Kent State University’s Annual Giving and Donor Services departments are sponsoring “Thank a Giver (T.A.G.) Day” on Wednesday, Oct. 1, on the Kent Campus as a way to acknowledge and thank the many generous donors, alumni and friends who help support Kent State and its students.

The event will include food, raffle prizes, music and fun from 10 a.m. to 4 p.m. on Risman Plaza. There also will be a giant “thank you” card for students to sign and convey their appreciation to donors for their support. FLASHanthropy, a student organization that promotes the importance of “paying it forward” to support the future of Kent State, will host the event with the Annual Giving and Donor Services departments. Faculty and staff donors will receive special T.A.G. Day lanyards and will be encouraged to wear them throughout the day so that students can identify them as donors and thank them personally.

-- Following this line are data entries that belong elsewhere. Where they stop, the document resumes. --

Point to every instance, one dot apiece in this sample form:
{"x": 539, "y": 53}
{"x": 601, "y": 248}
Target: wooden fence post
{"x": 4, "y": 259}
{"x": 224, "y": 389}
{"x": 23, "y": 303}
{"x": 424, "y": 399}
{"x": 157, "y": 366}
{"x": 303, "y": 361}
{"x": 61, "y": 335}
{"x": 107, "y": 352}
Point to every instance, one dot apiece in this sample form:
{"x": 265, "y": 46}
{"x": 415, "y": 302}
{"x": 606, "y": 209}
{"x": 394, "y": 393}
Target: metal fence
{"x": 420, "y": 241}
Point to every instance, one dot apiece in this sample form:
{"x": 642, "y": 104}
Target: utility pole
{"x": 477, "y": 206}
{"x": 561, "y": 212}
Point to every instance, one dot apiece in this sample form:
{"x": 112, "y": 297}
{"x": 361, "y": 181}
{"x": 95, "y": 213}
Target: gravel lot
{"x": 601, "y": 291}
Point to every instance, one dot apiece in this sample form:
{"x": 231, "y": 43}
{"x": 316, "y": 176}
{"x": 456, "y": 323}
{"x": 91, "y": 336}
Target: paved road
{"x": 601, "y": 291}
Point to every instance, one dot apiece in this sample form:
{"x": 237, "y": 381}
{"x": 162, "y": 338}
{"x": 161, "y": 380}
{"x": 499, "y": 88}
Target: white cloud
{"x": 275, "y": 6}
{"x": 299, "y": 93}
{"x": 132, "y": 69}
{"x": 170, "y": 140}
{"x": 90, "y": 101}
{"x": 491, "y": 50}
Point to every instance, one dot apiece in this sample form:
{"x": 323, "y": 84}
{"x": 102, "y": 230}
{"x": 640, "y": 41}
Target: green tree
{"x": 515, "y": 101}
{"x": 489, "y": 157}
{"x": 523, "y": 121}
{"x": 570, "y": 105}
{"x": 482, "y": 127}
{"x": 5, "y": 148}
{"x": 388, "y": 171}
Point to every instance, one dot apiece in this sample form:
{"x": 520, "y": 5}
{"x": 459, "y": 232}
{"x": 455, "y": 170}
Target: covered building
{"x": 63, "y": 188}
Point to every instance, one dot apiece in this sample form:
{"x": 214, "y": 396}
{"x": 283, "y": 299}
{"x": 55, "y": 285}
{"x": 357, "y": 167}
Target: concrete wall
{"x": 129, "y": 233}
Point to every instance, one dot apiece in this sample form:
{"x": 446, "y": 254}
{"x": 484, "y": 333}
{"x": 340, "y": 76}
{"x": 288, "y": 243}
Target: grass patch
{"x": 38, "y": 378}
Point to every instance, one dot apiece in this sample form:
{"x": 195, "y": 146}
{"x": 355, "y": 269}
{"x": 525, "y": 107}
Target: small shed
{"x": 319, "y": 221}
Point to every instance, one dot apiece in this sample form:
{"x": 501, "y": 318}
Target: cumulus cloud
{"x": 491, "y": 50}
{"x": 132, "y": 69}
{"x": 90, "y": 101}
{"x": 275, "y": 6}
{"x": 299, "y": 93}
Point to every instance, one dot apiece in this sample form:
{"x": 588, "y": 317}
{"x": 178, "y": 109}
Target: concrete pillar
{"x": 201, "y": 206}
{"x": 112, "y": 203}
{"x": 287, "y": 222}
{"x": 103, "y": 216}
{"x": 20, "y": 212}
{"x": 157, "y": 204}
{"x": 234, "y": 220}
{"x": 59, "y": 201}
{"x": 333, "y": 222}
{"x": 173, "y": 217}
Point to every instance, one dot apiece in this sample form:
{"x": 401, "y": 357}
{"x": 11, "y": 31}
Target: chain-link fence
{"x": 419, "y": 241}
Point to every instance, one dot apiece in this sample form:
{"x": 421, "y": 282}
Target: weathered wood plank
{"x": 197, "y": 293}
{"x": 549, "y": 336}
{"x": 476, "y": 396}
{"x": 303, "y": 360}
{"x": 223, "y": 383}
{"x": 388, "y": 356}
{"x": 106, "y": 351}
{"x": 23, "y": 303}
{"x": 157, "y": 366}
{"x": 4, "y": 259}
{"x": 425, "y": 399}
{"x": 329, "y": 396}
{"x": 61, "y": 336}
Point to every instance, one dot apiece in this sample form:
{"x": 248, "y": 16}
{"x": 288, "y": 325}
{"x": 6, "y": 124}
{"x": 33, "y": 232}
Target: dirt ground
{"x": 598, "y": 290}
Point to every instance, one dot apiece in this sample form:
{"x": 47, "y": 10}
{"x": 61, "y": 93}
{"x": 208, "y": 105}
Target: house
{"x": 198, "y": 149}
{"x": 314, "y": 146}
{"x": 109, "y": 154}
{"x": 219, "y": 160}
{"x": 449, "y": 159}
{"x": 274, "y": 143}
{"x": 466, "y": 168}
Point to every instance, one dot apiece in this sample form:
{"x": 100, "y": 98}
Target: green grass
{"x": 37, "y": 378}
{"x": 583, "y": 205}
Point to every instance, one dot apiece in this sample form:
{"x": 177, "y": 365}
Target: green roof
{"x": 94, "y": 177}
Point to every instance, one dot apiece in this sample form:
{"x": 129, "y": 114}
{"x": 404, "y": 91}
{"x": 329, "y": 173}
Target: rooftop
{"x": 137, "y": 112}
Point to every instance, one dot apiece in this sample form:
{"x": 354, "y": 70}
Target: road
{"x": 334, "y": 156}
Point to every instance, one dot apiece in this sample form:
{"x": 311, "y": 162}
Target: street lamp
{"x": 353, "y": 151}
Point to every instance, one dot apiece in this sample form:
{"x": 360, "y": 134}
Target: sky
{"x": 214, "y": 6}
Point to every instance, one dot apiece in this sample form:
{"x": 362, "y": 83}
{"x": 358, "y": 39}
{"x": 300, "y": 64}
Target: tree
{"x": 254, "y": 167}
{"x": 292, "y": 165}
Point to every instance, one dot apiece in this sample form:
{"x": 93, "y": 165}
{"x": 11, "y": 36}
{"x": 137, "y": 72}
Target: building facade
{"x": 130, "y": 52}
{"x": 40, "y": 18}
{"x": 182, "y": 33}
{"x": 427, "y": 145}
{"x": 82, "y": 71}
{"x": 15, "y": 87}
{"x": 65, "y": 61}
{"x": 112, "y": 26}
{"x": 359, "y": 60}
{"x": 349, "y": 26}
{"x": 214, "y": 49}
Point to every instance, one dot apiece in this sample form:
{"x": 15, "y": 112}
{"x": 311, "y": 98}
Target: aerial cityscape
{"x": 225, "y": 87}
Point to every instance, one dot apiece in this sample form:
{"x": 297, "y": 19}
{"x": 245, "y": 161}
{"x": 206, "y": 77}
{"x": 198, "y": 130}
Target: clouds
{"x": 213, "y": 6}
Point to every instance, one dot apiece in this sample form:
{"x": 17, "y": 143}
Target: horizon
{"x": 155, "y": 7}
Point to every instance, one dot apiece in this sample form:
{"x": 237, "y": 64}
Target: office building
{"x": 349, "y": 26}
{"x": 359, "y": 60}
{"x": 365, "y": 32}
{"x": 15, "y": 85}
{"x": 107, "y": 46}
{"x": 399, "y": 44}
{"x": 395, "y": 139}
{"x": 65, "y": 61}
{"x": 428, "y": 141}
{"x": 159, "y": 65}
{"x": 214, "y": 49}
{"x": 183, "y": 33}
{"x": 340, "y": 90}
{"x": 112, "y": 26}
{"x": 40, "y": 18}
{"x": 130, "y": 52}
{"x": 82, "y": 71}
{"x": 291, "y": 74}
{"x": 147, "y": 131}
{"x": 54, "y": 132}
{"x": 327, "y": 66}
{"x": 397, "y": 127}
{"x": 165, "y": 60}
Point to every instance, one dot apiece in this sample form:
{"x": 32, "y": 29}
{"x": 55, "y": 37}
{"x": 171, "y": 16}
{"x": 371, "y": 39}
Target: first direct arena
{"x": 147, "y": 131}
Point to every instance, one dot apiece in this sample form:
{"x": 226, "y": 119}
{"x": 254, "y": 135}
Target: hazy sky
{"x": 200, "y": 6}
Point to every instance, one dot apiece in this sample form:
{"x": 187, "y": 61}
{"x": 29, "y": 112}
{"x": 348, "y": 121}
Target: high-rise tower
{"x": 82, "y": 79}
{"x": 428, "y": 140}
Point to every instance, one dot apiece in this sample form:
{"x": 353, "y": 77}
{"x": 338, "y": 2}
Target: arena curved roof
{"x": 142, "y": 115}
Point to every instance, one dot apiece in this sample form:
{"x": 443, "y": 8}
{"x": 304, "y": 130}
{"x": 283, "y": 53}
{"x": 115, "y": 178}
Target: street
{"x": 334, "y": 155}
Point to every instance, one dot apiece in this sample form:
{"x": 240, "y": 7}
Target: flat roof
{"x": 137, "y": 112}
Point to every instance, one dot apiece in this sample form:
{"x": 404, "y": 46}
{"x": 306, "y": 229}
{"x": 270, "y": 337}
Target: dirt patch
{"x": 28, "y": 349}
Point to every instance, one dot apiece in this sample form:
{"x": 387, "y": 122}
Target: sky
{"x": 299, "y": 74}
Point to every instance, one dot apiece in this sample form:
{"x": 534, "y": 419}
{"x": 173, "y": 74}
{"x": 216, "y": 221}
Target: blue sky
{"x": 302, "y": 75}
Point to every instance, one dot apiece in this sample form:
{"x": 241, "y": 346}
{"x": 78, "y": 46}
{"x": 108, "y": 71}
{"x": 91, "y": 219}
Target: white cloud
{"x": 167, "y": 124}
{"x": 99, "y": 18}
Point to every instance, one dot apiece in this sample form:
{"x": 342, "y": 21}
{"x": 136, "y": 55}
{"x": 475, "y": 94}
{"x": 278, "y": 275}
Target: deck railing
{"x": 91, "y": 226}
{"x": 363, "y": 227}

“It’s terrific to see our students come together like this in a fun, informal way just to say thank you to all of our Kent State supporters,” says Albert Melfo, Kent State’s director of annual giving.

Open to all students, faculty, staff and the donor community, T.A.G. Day will celebrate the spirit of philanthropy in action with special tags scattered throughout campus that point out the many ways that donor support impacts every student’s education – from scholarships and grants to buildings, programs and equipment.

“T.A.G. Day is a great way for students like me to properly thank our donors, whose generosity contributes to keeping the university running every day,” says Andrew Cappuzzello, senior FLASHanthropist and integrated mathematics major at Kent State. “Our generation is trying to make philanthropy and paying it forward a priority. T.A.G. Day is one more way for us to get our message of goodwill out and to say thank you.”

“Private support from donors has a profound impact on the lives of Kent State’s students and faculty, and the quality of our academic and athletic programs,” says Valoree Vargo, executive director for donor services. “This special day of recognition and thanks is important to acknowledge the people who make such a difference in the lives of so many others.”